San Diego real estate market this fall is looking healthy. With a strong economy and great mortgage rates, there is a lot to remain optimistic about. For the 12-month period spanning October 2018 through September 2019, Pending Sales in the San Diego were down 1.6 percent overall. The price range with the largest gain in sales was the $1,000,001 to $1,250,000 range, where they increased 11.5 percent. Market-wide, inventory levels were down 21.2 percent. The price range that tended to sell the quickest was the $250,001 to $500,000 range at 29 days; the price range that tended to sell the slowest was the $5,000,001 and Above range at 109 days.
From Real Estate experts to Bubble Pundits, what are they saying about the 2020 San Diego California Housing Market Forecast???
(Note: This information was taken on 11/1/2019. Some organizations will update their information frequently).
2020 San Diego California Housing Market Forecast – What will the housing market look like in 2020?
“The price of low-tier housing in San Diego County skyrocketed after the latter half of 2012. 2015 experienced another price increase. This is likely due to the boost given by decreased mortgage rates throughout 2015 and 2016. Lower mortgage rates free up more of a buyer’s monthly mortgage payment to put towards a bigger principal. Thus, San Diego’s high home prices continued to find fuel from increased buyer purchasing power. But in 2018, home price increases sharply declined in reaction to slowing sales and rising interest rates, which began in late-2017. The annual pace of increase is now just 1% in the high and mid tier and 3% in the low tier, much lower than in recent years when the annual rise averaged around 10%. Expect home prices to continue down in 2019 following a brief spring uptick. Falling home prices will continue into 2020, when the economic recession arrives, bottoming in 2021.”
“The median home value in San Diego County is $593,700. San Diego County home values have gone up 0.6% over the past year and Zillow predicts they will rise 1.0% within the next year. The median list price per square foot in San Diego County is $383, which is the same as the San Diego-Carlsbad Metro average of $383. The median price of homes currently listed in San Diego County is $655,900 while the median price of homes that sold is $566,400. ”
CALIFORNIA ASSOCIATION OF REALTORS®(California Housing Market)
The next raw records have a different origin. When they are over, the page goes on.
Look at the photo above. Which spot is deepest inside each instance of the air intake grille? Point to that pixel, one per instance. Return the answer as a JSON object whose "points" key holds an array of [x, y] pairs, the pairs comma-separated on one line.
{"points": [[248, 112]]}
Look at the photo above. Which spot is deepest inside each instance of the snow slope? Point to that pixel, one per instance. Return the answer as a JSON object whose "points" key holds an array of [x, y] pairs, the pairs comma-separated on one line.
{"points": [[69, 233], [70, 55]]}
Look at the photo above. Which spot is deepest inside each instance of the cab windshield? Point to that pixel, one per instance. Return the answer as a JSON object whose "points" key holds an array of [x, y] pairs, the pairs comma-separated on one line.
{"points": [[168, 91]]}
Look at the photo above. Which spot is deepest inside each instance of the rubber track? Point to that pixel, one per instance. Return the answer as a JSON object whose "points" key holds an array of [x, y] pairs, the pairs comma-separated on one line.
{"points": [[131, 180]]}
The California median home price is forecast to increase 2.5 percent to $607,900 in 2020, following a projected 4.1 percent increase from last year to $593,200 in 2019. “With interest rates expected to remain near three-year lows, buyers have more purchasing power than in years past, but they may be reluctant to get off the sidelines because of economic and market uncertainties,” said C.A.R. President Jared Martin. “Additionally, an affordability crunch will cut into demand in some regions such as the Bay Area, where affordability is significantly below state and national levels. These factors together will subdue sales growth next year.”
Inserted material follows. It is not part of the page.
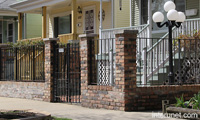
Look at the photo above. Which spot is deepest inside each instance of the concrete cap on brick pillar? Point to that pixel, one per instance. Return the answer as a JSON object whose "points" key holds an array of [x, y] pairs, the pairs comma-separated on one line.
{"points": [[128, 32], [87, 35], [73, 41], [50, 39]]}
Just when it looked like home prices may have hit a ceiling, low interest rates could give them another boost. Home prices continue to increase on an annual basis with the CoreLogic HPI Forecast indicating annual price growth will increase by 5.4% by July 2020. On a month-over-month basis, the forecast calls for home prices to increase by 0.4% from July 2019 to August 2019.
Freddie Mac (National)
Strong data over the last few months gives us reason to believe that house prices will continue to beat expectations in the coming months. We estimate that house prices will appreciate 3.4% in 2019, before tapering off slightly in 2020 at 2.6%. After decelerating earlier in the year, house price appreciation has stabilized near our estimate of long-run house price growth. We forecast that annual house price appreciation will be 3.4% in 2019 before tapering to 2.7% in 2020.
Tips For Home Buyers: As a seller, you will be most concerned about ‘short-term price’ – where home values are headed over the next six months. As a buyer, however, you must not be concerned about price, but instead about the ‘long-term cost’ of the home. Prior to the Great Recession, mortgage rates were at 6.35% in 2007. A $625,000 home with 20% down had a monthly payment of $3,111 back then. Today at 3.5%, the monthly mortgage payment is only $2,245, an $866 per month savings! And rates are not going go change much anytime soon. Buyers, do not wait on the sidelines. Instead, cash in on these incredible rates now.
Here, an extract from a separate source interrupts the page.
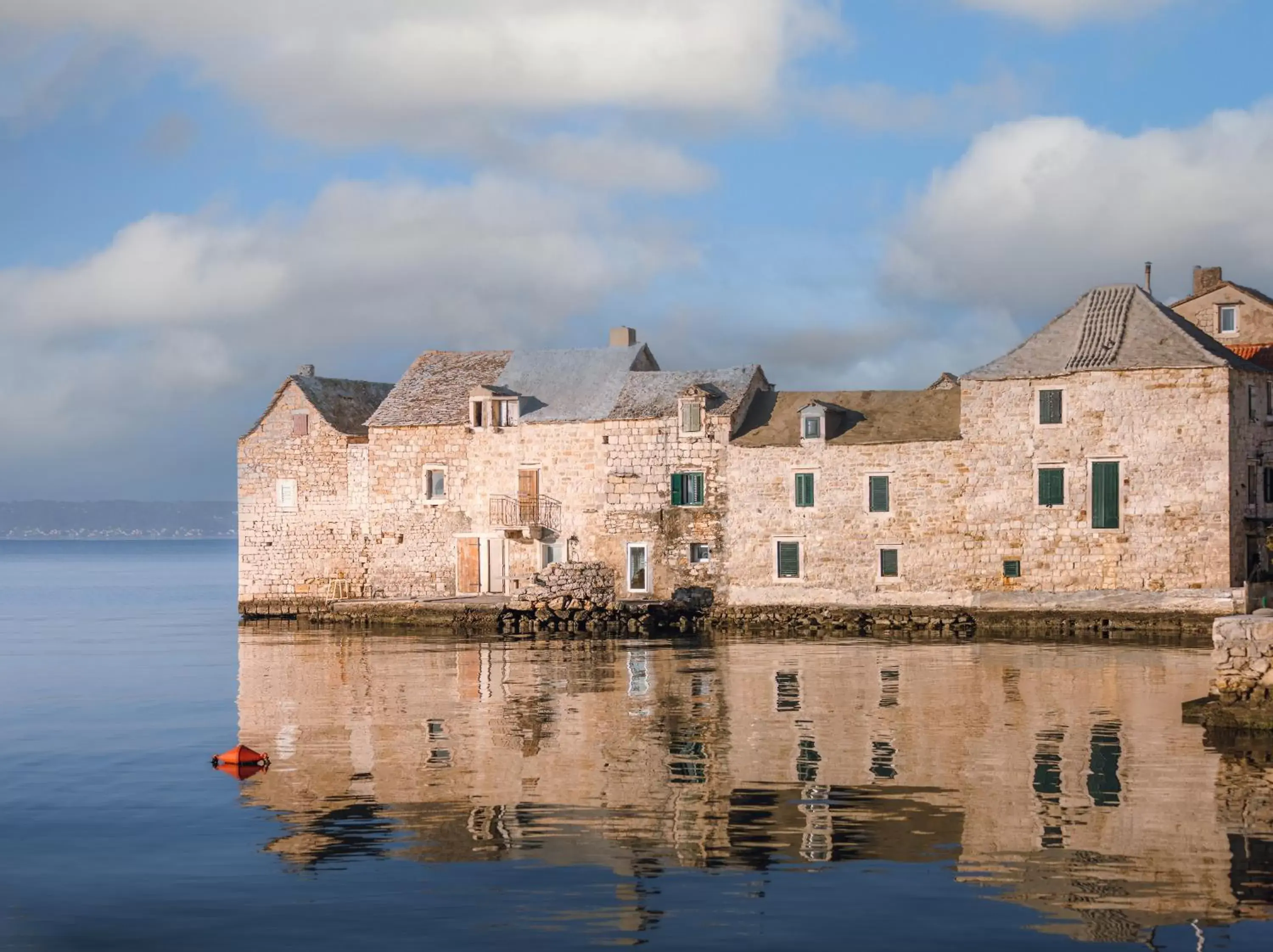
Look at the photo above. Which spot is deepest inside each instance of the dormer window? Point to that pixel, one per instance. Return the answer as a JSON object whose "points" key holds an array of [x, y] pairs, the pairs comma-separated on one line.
{"points": [[813, 423]]}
Tips For Home Sellers: The market won’t tank anytime soon, yet we may be nearing price peaks. However It is generally harder to sell homes during election years. The reason is because an election year brings with it a natural state of uncertainty. Consider hiring a real estate agent with a great marketing strategy to help you get your home sold. According to a movoto.com study of the California real estate market, house prices typically rise 1.5% less during an election year than in the year prior to the election, and 0.8% less than in the year following the election.
In our “Millionaire Investor Seminar”, we always talk about “Five Investing Myths”. One of the myths is that “successful investors are able to time the market”. But the truth is, in successful investing, the timing finds you. So the question is “When will the timing find you?”.
Disclaimer: This story contains predictions and forecasts relating to home prices and other aspects of the housing market. Those forward-looking views are the equivalent of an educated guess and should be treated as such.